Ironically, to succumb to this fallacy is to subtly reflect the very mindset to which these ideologies of hate tend to appeal. There is in fact a problem of social isolation to which the minds of young men are particularly susceptible (See for example, this). For most of human history, the social and economic roles of individuals were fairly well defined and prescribed. The modern division of labor, on the other hand, directed as it is through largely voluntary commercial relations, does not always satisfy everyone.
Add to this the misdirected social policies of the past 50 years, the ever-burgeoning rates of incarceration, the drug war and its deformed twin (communities decimated by addiction), and there is little left for many individuals so affected to attain a sense of purpose sufficient to sustain anything other than an oppositional form of identity. And this has had a particular influence on predominantly young white men.
It is this kind of oppositional identity that the platforms of conspiratorial thought thrive upon. And here I might recommend a much deeper investigation into the debilitating aspects of modern communication technology: Catherine Steiner Adair’s The Big Disconnect: Protecting Childhood and Family Relationships in the Digital Age (2014). Let us just say, texting is no way to hug your child.
It is the oppositional, anti-social, and yes, essentially isolated frame of mind that is particularly drawn to the mirage of social connectivity that electronic media impart. It is this social isolation that is still a big part of what is transpiring. Yet here comes Professor Belew, (and she is by no means the only one) to raise, inadvertently or not, the status of these shooters from that of the mentally ill to membership in a grand conspiracy.
This argument, of course, leaves open the question of what ideas are supposed to count as radically “alt-Right” and which ideational signifiers are to be marked as permissible; which are, and which are not, classifiable as “hate?” Perhaps even more alarming is the question: Who gets to decide?
And what then to make of those who do not fit the particular ideological profile of Professor Belew such as the Dayton shooter?
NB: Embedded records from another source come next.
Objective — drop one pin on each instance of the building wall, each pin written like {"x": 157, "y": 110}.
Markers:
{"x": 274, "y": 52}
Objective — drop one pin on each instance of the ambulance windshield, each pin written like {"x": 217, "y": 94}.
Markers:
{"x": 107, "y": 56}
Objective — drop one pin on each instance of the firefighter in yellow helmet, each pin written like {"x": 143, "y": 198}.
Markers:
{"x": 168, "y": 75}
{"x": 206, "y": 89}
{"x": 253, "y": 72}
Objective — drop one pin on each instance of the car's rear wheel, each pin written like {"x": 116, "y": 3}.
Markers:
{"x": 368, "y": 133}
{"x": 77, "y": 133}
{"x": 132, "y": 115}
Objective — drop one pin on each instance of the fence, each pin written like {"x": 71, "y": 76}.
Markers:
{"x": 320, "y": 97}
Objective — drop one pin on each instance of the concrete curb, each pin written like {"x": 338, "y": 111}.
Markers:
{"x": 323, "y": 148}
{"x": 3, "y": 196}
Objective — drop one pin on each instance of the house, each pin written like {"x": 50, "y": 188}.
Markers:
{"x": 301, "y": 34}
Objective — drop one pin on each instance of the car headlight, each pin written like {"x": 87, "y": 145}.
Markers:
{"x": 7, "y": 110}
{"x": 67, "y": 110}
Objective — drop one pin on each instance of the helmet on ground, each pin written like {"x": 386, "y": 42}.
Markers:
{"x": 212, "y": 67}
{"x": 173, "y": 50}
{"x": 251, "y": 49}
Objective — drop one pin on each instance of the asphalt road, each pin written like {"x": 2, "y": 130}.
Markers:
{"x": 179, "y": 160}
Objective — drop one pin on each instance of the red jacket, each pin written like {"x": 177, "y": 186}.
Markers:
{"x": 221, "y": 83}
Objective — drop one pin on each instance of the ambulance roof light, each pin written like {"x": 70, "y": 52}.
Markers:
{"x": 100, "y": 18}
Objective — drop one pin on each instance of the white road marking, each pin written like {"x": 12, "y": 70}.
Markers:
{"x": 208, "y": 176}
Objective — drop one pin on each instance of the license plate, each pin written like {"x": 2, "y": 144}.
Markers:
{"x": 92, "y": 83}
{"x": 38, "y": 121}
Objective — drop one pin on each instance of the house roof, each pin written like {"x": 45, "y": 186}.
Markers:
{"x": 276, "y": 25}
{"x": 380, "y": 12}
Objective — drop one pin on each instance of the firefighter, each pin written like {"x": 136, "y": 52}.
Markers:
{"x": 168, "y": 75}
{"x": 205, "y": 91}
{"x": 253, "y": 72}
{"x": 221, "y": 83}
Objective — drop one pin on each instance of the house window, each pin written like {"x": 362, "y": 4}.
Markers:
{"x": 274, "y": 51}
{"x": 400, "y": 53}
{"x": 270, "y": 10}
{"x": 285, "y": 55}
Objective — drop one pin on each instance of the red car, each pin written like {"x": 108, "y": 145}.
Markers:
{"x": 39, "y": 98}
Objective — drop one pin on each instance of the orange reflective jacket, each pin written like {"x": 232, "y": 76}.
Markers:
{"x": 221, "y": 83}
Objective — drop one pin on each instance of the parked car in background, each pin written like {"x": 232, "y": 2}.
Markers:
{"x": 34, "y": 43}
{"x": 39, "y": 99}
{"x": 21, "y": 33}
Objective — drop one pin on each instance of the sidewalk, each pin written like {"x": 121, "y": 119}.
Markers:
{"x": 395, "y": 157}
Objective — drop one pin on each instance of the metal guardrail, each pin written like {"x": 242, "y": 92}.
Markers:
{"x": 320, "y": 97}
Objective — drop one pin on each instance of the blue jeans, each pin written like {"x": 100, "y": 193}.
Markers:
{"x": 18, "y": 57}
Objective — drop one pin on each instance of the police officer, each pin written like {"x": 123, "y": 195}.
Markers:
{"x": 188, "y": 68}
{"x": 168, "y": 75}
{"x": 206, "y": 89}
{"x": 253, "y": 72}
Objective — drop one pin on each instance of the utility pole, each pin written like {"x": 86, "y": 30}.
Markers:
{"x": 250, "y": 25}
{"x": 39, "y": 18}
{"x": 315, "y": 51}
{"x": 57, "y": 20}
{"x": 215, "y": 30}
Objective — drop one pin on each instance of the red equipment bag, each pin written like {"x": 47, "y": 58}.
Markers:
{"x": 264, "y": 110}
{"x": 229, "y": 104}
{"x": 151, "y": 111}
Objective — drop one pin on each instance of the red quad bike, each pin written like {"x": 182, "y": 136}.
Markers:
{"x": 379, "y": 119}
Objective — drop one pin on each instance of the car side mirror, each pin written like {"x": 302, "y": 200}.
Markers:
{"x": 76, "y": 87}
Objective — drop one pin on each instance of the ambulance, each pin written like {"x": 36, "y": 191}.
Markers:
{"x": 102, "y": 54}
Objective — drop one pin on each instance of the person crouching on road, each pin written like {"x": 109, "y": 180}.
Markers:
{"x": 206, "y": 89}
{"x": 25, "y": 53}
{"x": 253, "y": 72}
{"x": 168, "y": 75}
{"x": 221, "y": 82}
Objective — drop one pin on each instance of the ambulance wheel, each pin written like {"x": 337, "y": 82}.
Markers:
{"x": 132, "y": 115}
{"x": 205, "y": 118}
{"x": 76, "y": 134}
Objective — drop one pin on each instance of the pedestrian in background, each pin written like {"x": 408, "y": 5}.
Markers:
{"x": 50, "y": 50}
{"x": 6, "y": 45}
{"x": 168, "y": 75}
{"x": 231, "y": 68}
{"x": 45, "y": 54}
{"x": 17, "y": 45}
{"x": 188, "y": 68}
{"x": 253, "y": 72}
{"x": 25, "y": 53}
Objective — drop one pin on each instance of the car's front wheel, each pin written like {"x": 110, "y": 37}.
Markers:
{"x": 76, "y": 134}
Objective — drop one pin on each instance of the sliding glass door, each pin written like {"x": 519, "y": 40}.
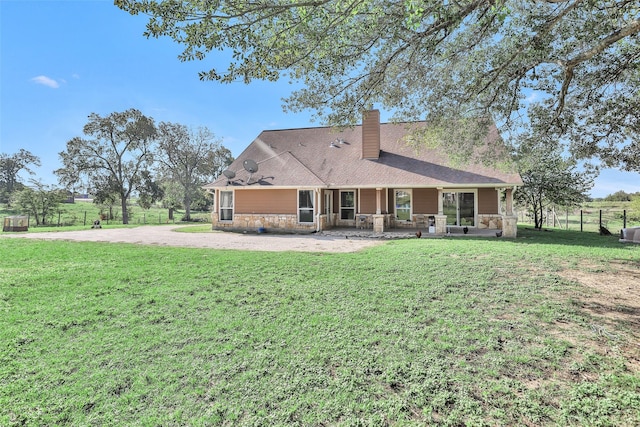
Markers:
{"x": 460, "y": 208}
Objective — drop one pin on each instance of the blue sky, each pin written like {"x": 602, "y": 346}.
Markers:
{"x": 63, "y": 60}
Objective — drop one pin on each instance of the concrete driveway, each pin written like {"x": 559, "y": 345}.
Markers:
{"x": 167, "y": 236}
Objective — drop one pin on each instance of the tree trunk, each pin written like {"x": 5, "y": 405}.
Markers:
{"x": 125, "y": 214}
{"x": 187, "y": 209}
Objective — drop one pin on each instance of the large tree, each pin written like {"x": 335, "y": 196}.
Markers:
{"x": 190, "y": 158}
{"x": 431, "y": 59}
{"x": 10, "y": 167}
{"x": 119, "y": 149}
{"x": 39, "y": 200}
{"x": 549, "y": 177}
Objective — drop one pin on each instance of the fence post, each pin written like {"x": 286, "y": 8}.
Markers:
{"x": 600, "y": 227}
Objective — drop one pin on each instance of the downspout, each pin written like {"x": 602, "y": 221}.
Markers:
{"x": 319, "y": 210}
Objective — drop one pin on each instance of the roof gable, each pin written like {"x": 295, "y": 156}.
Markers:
{"x": 326, "y": 157}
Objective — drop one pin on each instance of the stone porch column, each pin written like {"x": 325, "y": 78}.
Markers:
{"x": 378, "y": 223}
{"x": 441, "y": 218}
{"x": 509, "y": 219}
{"x": 441, "y": 224}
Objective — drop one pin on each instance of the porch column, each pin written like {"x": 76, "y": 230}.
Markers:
{"x": 509, "y": 219}
{"x": 378, "y": 218}
{"x": 441, "y": 218}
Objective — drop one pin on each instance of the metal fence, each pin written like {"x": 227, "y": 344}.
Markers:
{"x": 587, "y": 220}
{"x": 87, "y": 218}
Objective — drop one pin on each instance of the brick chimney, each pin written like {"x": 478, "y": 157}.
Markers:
{"x": 371, "y": 135}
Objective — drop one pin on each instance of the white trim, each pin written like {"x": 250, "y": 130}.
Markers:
{"x": 475, "y": 202}
{"x": 232, "y": 208}
{"x": 409, "y": 191}
{"x": 313, "y": 208}
{"x": 356, "y": 201}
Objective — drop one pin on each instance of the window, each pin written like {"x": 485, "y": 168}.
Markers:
{"x": 347, "y": 205}
{"x": 226, "y": 206}
{"x": 305, "y": 205}
{"x": 403, "y": 205}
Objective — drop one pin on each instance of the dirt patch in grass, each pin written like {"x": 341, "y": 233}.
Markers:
{"x": 612, "y": 298}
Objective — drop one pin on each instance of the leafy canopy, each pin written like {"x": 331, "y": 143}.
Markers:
{"x": 114, "y": 158}
{"x": 433, "y": 60}
{"x": 10, "y": 167}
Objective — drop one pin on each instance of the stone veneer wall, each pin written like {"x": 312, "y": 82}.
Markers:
{"x": 252, "y": 222}
{"x": 490, "y": 221}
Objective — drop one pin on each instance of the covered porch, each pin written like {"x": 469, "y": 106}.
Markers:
{"x": 437, "y": 211}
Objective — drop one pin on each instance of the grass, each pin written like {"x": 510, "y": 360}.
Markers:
{"x": 413, "y": 332}
{"x": 81, "y": 214}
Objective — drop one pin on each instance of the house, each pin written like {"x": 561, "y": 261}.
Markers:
{"x": 312, "y": 179}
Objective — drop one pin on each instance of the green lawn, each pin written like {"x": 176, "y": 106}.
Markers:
{"x": 413, "y": 332}
{"x": 83, "y": 213}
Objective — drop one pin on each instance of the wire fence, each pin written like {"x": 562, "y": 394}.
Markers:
{"x": 587, "y": 220}
{"x": 87, "y": 218}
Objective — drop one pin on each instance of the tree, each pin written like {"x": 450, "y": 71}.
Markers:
{"x": 39, "y": 201}
{"x": 190, "y": 158}
{"x": 10, "y": 167}
{"x": 618, "y": 196}
{"x": 549, "y": 178}
{"x": 149, "y": 191}
{"x": 432, "y": 60}
{"x": 114, "y": 159}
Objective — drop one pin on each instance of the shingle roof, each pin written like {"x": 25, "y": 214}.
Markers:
{"x": 305, "y": 158}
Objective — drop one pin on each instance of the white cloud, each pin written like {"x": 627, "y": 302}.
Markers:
{"x": 46, "y": 81}
{"x": 533, "y": 97}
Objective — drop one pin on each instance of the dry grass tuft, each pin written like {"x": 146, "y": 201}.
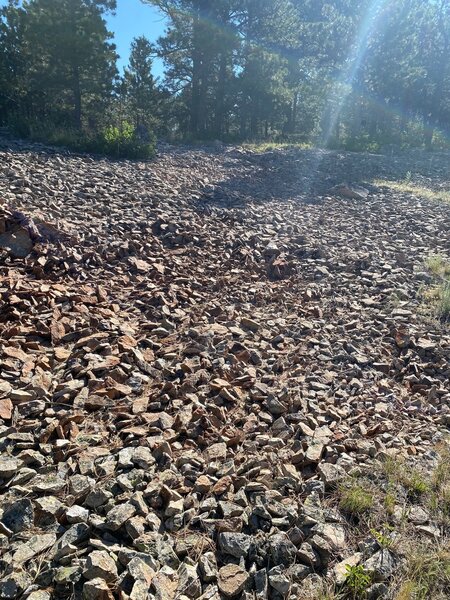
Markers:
{"x": 407, "y": 187}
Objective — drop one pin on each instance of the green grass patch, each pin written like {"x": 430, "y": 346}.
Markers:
{"x": 438, "y": 295}
{"x": 354, "y": 499}
{"x": 271, "y": 146}
{"x": 427, "y": 574}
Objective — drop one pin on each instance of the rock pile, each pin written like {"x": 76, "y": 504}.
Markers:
{"x": 186, "y": 371}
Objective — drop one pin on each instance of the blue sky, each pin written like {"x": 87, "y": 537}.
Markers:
{"x": 133, "y": 18}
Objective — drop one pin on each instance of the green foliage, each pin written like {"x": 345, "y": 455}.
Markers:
{"x": 355, "y": 500}
{"x": 384, "y": 537}
{"x": 358, "y": 580}
{"x": 113, "y": 141}
{"x": 353, "y": 74}
{"x": 122, "y": 142}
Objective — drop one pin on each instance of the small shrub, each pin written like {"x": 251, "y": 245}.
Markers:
{"x": 358, "y": 580}
{"x": 113, "y": 141}
{"x": 389, "y": 502}
{"x": 383, "y": 538}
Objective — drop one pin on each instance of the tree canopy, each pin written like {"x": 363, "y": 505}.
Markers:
{"x": 352, "y": 73}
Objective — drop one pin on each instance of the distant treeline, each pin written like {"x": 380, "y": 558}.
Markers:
{"x": 357, "y": 74}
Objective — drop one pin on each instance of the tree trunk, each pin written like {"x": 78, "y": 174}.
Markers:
{"x": 220, "y": 96}
{"x": 76, "y": 97}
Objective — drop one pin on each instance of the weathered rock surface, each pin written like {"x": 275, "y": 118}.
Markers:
{"x": 194, "y": 352}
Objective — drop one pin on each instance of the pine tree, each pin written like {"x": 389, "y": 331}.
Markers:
{"x": 140, "y": 91}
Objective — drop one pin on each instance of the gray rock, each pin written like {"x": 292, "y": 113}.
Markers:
{"x": 12, "y": 586}
{"x": 97, "y": 589}
{"x": 331, "y": 474}
{"x": 19, "y": 515}
{"x": 261, "y": 584}
{"x": 381, "y": 565}
{"x": 35, "y": 545}
{"x": 8, "y": 466}
{"x": 77, "y": 514}
{"x": 232, "y": 580}
{"x": 119, "y": 515}
{"x": 281, "y": 550}
{"x": 99, "y": 564}
{"x": 208, "y": 567}
{"x": 188, "y": 581}
{"x": 235, "y": 544}
{"x": 279, "y": 581}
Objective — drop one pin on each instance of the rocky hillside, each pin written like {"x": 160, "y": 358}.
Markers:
{"x": 222, "y": 375}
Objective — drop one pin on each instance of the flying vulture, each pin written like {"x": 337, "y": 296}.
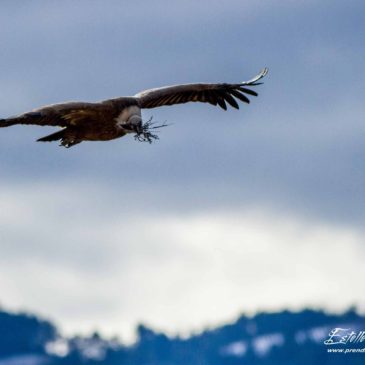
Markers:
{"x": 114, "y": 118}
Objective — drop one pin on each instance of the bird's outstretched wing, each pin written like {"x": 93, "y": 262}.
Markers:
{"x": 215, "y": 94}
{"x": 62, "y": 115}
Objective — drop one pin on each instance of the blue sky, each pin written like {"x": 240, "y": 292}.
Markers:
{"x": 261, "y": 208}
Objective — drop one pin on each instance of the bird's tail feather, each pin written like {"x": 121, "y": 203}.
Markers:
{"x": 53, "y": 137}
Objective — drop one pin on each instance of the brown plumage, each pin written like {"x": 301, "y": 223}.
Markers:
{"x": 115, "y": 118}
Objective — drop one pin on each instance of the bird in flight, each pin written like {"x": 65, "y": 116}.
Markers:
{"x": 114, "y": 118}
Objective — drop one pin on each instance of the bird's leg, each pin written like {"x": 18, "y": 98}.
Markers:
{"x": 143, "y": 131}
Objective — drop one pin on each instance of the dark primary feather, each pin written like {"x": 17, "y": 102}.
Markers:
{"x": 215, "y": 94}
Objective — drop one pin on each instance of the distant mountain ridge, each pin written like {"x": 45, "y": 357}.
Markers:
{"x": 284, "y": 338}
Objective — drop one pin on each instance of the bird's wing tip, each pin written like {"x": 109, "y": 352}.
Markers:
{"x": 262, "y": 74}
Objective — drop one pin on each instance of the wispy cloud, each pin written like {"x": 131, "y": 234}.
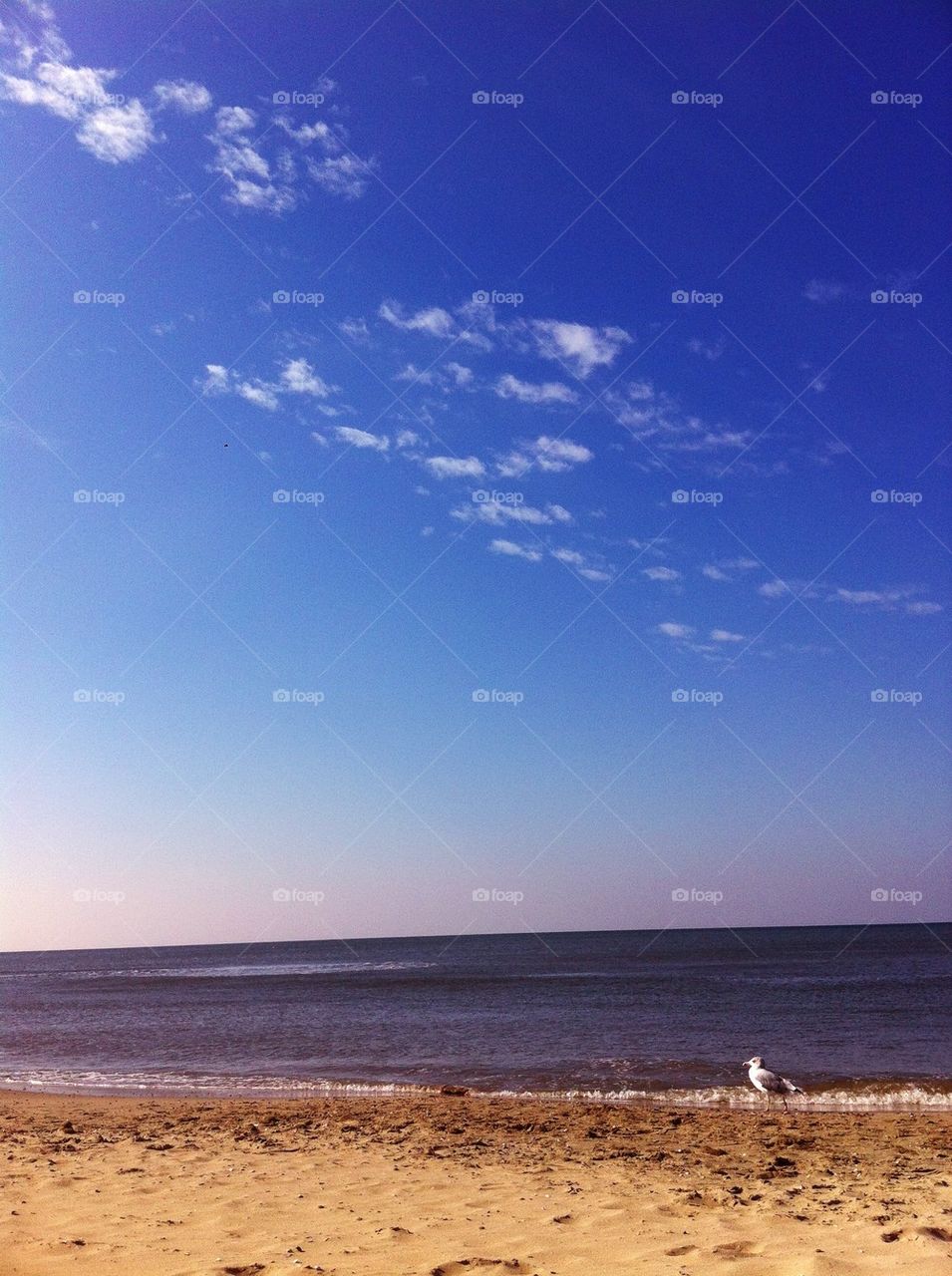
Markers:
{"x": 511, "y": 550}
{"x": 455, "y": 468}
{"x": 529, "y": 392}
{"x": 577, "y": 345}
{"x": 356, "y": 438}
{"x": 295, "y": 377}
{"x": 550, "y": 456}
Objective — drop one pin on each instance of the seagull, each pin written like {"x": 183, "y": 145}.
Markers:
{"x": 769, "y": 1083}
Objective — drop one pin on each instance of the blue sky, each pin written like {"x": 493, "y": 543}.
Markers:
{"x": 474, "y": 451}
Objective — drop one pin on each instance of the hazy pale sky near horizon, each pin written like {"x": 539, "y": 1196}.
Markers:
{"x": 474, "y": 469}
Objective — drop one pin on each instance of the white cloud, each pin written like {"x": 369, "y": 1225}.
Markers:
{"x": 114, "y": 129}
{"x": 577, "y": 345}
{"x": 496, "y": 513}
{"x": 710, "y": 350}
{"x": 451, "y": 377}
{"x": 361, "y": 438}
{"x": 215, "y": 379}
{"x": 455, "y": 468}
{"x": 299, "y": 378}
{"x": 572, "y": 558}
{"x": 550, "y": 456}
{"x": 264, "y": 185}
{"x": 185, "y": 96}
{"x": 775, "y": 588}
{"x": 341, "y": 175}
{"x": 258, "y": 393}
{"x": 434, "y": 322}
{"x": 253, "y": 183}
{"x": 463, "y": 375}
{"x": 296, "y": 377}
{"x": 581, "y": 564}
{"x": 727, "y": 568}
{"x": 537, "y": 395}
{"x": 656, "y": 419}
{"x": 513, "y": 550}
{"x": 870, "y": 597}
{"x": 355, "y": 329}
{"x": 887, "y": 600}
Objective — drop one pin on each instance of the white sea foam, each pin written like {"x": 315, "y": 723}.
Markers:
{"x": 909, "y": 1097}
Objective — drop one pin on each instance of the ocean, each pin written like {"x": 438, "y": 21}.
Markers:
{"x": 860, "y": 1017}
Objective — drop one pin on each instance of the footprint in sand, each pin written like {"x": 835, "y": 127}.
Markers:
{"x": 736, "y": 1249}
{"x": 461, "y": 1266}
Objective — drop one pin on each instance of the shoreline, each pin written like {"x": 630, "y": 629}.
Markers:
{"x": 889, "y": 1095}
{"x": 397, "y": 1185}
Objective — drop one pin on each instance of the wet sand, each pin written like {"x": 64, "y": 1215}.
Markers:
{"x": 465, "y": 1185}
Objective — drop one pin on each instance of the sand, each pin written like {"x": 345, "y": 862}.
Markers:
{"x": 466, "y": 1187}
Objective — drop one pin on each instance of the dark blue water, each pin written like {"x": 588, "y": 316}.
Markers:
{"x": 856, "y": 1016}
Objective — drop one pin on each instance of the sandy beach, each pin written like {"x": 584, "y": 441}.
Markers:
{"x": 464, "y": 1184}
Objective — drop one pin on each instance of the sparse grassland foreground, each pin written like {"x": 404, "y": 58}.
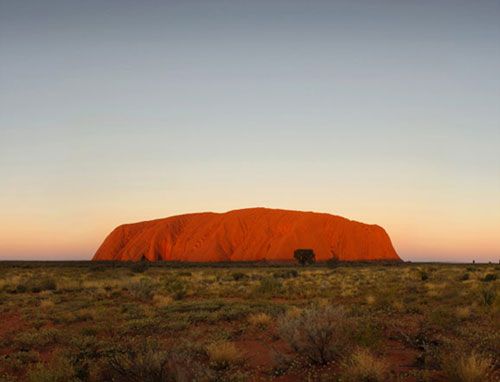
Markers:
{"x": 91, "y": 322}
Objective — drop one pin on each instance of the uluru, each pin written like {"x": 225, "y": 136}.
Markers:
{"x": 251, "y": 234}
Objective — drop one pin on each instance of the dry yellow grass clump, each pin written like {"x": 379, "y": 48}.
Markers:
{"x": 223, "y": 354}
{"x": 261, "y": 320}
{"x": 468, "y": 368}
{"x": 364, "y": 366}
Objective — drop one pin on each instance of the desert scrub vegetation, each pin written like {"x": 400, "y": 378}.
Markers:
{"x": 244, "y": 322}
{"x": 363, "y": 366}
{"x": 472, "y": 367}
{"x": 223, "y": 354}
{"x": 320, "y": 334}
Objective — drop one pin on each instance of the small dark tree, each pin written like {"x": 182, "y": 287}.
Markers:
{"x": 304, "y": 256}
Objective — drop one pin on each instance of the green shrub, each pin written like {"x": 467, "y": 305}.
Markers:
{"x": 362, "y": 366}
{"x": 33, "y": 338}
{"x": 36, "y": 285}
{"x": 142, "y": 289}
{"x": 58, "y": 370}
{"x": 269, "y": 286}
{"x": 237, "y": 276}
{"x": 145, "y": 361}
{"x": 468, "y": 368}
{"x": 286, "y": 274}
{"x": 490, "y": 277}
{"x": 319, "y": 334}
{"x": 424, "y": 276}
{"x": 177, "y": 289}
{"x": 488, "y": 296}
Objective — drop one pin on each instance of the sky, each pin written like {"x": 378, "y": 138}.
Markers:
{"x": 385, "y": 112}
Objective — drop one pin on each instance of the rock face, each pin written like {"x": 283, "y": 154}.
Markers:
{"x": 247, "y": 235}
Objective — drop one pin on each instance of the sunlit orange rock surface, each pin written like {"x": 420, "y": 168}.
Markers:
{"x": 247, "y": 235}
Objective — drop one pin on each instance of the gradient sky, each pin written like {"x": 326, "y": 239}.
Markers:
{"x": 385, "y": 112}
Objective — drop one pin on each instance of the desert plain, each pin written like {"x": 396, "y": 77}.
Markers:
{"x": 120, "y": 321}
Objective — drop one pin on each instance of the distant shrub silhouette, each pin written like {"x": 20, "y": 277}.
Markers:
{"x": 424, "y": 275}
{"x": 139, "y": 266}
{"x": 304, "y": 256}
{"x": 490, "y": 277}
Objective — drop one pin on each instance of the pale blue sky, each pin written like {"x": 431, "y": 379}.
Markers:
{"x": 386, "y": 112}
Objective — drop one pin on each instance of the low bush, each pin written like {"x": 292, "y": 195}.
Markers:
{"x": 468, "y": 368}
{"x": 145, "y": 361}
{"x": 142, "y": 289}
{"x": 490, "y": 277}
{"x": 36, "y": 285}
{"x": 269, "y": 286}
{"x": 488, "y": 296}
{"x": 223, "y": 354}
{"x": 261, "y": 320}
{"x": 320, "y": 334}
{"x": 465, "y": 277}
{"x": 362, "y": 366}
{"x": 58, "y": 370}
{"x": 286, "y": 274}
{"x": 177, "y": 289}
{"x": 237, "y": 276}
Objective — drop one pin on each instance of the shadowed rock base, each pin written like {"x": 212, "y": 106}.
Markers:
{"x": 247, "y": 235}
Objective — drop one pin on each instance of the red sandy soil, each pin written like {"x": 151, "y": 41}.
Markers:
{"x": 247, "y": 235}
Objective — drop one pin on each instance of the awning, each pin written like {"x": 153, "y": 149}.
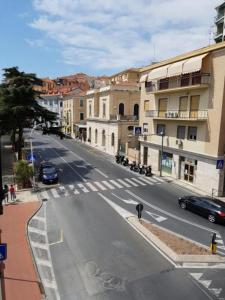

He was a misogynist, to be sure, but he was also a supporter of an openly professed leftwing socialist.
Further in the discussion, Professor Belew let slip a prime indicator of the sort of discourse analytics she is actually applying when she noted that white supremacy undergirds large swaths of our electoral and judicial institutions. (Again, intentionality everywhere!) But as we see, this explanation doesn’t reach every assailant who commits an atrocity.
One could hope in this day and age that people might finally wake up to the fact that our local and state governments have ceded far too many of their responsibilities up the chain of command, even as, at the federal level, Congress has ceded far too much of its authority to the executive branch. Real community is local, not virtual—and it is only at this level that we will get a rein on the problem.
Are we then, in a moment of fear and distress, to centralize even more power to classify harmful and less harmful thoughts, as Professor Belew seems to be suggesting?
In this instance, I would listen to the psychologists and not the historian.